Spüren, was es braucht
Marcel Hirscher hat den Sommer genutzt. Nicht, um sich neu zu definieren, sondern um sich darüber klar zu werden, was er will. Für den nächsten Winter, für seine Karriere, für sein Leben. Er ist entspannter denn je. Mit ganz klarem Fokus, eisernem Willen und viel Leidenschaft. Die Gelassenheit steht im gut. Der Charme und der manchmal aufblitzende Schalk in den blauen Augen auch. Marcel Hirscher ist nicht nur Spitzensportler, sondern auch Mensch. Mit viel Gefühl. Denn was hülfe die ganze Technik, die Kraft, das Können und das Talent, wäre da nicht auch sein Gespür fürs Wesentliche. Und manchmal braucht es einfach einen Sommer und eine Auszeit, um zu spüren, was im Winter wichtig sein wird.  
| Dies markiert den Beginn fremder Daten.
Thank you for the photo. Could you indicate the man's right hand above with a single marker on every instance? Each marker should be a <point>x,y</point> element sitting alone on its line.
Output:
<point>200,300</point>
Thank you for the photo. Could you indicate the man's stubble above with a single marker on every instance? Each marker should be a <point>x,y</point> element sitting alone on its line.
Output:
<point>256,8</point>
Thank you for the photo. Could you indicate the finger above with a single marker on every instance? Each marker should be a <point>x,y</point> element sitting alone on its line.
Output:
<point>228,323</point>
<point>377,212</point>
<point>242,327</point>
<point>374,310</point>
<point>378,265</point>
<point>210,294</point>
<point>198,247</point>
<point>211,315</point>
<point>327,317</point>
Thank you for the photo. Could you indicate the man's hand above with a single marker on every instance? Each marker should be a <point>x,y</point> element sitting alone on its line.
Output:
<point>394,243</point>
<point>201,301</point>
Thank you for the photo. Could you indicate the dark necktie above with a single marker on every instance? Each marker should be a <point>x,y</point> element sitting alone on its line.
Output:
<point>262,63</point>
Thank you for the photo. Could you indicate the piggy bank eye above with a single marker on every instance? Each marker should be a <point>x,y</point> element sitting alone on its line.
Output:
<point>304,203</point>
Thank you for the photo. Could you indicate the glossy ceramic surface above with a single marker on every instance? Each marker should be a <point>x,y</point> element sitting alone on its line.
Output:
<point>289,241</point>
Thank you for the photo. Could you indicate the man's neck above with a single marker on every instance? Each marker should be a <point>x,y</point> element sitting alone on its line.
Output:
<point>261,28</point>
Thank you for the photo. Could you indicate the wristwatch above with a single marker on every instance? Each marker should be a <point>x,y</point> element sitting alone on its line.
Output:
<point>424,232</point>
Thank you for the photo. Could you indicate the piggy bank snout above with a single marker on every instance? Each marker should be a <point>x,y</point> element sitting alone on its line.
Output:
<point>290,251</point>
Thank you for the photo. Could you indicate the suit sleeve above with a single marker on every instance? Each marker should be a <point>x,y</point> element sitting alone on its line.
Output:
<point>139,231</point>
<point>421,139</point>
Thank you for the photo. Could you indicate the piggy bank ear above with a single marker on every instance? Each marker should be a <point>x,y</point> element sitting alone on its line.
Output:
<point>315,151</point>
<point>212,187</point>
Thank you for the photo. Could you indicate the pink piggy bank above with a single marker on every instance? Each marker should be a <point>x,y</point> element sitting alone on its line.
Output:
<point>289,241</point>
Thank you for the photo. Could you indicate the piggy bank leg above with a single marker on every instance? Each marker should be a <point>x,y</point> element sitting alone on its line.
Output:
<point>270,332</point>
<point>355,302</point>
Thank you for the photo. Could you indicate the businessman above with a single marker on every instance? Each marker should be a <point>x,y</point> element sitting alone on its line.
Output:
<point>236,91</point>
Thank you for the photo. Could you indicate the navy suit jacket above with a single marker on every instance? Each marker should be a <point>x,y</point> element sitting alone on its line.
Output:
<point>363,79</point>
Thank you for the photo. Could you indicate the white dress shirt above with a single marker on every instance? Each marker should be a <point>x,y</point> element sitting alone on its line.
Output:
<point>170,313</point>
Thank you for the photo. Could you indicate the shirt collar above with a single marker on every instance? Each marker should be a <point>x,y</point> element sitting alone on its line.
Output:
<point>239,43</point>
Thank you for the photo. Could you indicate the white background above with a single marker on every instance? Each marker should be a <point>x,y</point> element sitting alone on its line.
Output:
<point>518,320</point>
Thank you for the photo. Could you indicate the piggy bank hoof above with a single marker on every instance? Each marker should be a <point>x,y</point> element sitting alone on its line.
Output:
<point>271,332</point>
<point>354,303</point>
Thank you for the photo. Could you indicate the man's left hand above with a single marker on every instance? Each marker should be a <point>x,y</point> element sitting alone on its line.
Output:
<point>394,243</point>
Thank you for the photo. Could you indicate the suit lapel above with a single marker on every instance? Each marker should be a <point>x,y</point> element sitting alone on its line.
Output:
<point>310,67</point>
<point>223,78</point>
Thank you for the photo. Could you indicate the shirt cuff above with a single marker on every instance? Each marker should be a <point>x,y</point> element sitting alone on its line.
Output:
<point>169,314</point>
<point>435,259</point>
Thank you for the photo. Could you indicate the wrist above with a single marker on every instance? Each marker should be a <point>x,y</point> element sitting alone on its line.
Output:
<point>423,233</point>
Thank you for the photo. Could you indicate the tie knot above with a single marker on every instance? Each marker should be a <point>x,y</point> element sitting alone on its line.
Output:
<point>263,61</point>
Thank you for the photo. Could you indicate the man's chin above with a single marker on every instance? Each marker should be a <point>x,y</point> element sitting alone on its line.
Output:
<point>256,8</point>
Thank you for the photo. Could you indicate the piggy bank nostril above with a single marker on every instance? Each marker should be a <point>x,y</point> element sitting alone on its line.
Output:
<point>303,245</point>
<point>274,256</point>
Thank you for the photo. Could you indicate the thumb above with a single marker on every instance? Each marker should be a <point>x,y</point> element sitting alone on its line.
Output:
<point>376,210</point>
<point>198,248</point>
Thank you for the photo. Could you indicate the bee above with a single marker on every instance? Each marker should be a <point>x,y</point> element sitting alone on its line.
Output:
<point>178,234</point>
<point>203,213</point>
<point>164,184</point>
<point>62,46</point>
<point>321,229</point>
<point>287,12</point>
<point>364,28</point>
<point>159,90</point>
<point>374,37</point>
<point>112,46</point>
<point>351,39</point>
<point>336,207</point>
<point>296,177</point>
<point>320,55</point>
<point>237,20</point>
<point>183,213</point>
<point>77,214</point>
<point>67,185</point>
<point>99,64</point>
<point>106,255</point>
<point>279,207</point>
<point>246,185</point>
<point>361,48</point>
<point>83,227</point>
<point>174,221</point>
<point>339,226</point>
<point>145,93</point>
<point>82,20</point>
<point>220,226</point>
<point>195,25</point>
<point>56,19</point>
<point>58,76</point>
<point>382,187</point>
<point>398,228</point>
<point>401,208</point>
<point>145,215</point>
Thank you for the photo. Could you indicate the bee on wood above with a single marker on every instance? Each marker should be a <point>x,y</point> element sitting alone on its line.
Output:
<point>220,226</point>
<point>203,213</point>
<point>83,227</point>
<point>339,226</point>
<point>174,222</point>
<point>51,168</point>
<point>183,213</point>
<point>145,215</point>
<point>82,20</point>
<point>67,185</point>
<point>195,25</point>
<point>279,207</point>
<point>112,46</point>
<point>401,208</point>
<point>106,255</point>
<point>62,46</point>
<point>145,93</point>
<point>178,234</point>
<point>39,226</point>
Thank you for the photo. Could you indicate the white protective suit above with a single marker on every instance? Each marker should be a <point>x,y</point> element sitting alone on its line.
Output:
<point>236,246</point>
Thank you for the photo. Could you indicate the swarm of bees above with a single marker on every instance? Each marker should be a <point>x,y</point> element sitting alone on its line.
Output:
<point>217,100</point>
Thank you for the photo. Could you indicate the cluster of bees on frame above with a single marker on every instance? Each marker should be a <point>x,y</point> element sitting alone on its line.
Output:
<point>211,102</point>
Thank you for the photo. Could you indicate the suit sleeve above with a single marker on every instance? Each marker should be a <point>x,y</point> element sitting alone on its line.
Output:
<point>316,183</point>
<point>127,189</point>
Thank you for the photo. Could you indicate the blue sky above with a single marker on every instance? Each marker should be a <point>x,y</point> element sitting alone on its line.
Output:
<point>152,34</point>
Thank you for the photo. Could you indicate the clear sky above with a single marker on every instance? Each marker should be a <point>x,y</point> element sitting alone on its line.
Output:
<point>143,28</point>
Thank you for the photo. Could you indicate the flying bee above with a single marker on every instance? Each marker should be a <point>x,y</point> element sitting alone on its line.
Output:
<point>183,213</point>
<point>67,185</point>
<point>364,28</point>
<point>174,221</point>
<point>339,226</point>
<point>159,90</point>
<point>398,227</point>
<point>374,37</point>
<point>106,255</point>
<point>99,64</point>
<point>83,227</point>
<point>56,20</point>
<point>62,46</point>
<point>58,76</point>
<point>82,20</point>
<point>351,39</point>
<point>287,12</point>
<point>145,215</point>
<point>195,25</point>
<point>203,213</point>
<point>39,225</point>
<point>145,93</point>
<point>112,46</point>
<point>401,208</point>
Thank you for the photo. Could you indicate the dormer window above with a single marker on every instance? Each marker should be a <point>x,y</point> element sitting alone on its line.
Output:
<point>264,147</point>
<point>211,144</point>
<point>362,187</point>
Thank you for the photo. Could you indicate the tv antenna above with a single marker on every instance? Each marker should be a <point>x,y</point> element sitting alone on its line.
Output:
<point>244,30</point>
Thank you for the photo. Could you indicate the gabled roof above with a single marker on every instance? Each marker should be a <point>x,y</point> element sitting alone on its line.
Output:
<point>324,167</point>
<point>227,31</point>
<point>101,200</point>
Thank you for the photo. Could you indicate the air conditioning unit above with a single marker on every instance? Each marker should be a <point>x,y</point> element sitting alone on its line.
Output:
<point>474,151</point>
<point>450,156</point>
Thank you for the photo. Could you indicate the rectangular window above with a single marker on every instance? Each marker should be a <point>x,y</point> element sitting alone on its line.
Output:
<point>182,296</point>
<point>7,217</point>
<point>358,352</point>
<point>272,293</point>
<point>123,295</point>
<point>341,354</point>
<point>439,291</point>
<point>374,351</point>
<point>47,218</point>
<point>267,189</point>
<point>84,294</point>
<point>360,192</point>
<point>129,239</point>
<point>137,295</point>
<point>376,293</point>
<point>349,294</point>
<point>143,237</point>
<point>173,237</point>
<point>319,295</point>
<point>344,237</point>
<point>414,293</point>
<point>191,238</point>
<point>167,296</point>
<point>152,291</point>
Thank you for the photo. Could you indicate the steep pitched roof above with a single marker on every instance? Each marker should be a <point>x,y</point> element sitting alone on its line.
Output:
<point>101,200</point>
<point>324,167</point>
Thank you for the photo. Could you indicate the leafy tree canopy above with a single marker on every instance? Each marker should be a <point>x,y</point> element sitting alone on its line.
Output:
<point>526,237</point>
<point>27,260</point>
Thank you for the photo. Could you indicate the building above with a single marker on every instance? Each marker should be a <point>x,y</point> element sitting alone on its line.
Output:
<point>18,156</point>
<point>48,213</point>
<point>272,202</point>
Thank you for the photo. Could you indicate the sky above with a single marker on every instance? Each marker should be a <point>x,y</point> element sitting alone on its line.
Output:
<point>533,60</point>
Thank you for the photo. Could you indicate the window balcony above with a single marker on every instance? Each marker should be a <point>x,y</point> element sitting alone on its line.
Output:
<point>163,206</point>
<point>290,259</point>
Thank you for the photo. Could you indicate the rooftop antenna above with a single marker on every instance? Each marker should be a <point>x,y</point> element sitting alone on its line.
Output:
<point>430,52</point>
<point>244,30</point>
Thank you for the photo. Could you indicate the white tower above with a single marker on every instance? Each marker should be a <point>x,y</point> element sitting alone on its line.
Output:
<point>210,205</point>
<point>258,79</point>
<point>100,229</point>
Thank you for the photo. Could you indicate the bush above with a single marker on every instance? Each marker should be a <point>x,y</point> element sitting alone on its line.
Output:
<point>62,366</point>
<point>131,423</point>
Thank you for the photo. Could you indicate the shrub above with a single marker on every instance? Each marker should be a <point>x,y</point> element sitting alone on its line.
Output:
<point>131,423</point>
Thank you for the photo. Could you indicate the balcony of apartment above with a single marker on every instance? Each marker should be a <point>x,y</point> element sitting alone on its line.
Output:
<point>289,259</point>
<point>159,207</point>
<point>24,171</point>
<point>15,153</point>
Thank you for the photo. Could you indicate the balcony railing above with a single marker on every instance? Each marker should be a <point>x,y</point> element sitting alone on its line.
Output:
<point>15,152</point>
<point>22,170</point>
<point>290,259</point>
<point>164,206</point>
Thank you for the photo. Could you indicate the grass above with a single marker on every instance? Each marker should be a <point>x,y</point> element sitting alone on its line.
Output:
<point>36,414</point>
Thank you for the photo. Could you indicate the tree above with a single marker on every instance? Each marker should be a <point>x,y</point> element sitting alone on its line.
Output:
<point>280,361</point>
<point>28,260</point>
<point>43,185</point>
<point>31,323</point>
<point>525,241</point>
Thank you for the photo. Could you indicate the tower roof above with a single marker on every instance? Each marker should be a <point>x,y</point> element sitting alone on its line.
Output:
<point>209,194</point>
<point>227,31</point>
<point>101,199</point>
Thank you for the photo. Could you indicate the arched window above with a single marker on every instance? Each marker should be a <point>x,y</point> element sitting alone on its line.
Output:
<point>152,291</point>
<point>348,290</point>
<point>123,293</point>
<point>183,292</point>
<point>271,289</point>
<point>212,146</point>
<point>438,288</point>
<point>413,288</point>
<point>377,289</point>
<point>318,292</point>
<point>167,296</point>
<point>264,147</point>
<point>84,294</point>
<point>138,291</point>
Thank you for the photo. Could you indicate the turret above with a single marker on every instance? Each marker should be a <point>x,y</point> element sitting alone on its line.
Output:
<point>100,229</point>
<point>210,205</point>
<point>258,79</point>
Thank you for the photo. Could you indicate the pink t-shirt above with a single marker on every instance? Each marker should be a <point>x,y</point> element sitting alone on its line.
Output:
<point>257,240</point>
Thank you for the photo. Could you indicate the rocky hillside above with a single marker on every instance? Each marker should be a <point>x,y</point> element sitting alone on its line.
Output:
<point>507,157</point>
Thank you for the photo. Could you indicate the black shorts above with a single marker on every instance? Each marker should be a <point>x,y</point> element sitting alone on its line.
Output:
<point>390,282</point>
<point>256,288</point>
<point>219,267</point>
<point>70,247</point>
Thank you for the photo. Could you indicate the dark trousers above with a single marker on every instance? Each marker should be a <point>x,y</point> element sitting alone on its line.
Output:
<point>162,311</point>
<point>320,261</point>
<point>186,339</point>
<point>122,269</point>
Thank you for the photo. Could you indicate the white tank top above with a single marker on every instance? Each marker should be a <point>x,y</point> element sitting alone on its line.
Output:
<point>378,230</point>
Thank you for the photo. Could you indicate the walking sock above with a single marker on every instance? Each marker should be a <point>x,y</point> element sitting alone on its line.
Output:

Marcel Hirscher zum Kennenlernen.
Diesmal kein Wordrap, sondern ein paar kleine Geheimnisse:

Wusstet ihr, dass Marcel Hirscher …

•    … nichts von dem Motto „think big“ hält? Er denkt lieber in kleinen Schritten – eine Lebensphilosophie, die seine Eltern ihm beigebracht haben.

•    … das Landleben ebenso schätzt wie das Leben in der Stadt. Er liebt die Abwechslung und die Vielfalt.

•    … hervorragend mit Kühen umgehen kann. Als Bub aber Angst vor der Katze auf der Stuhlalm hatte.

•    … schon mit zwei Jahren auf Ski stand. Einfach weil seine Eltern eine Skischule betrieben haben und keinen Babysitter für den Nachwuchs hatten.

•    … manchmal laut darüber nachdenkt, eine Saison zu pausieren. Bislang aber nach eigenen Angaben, einfach zu „feig“ dazu war.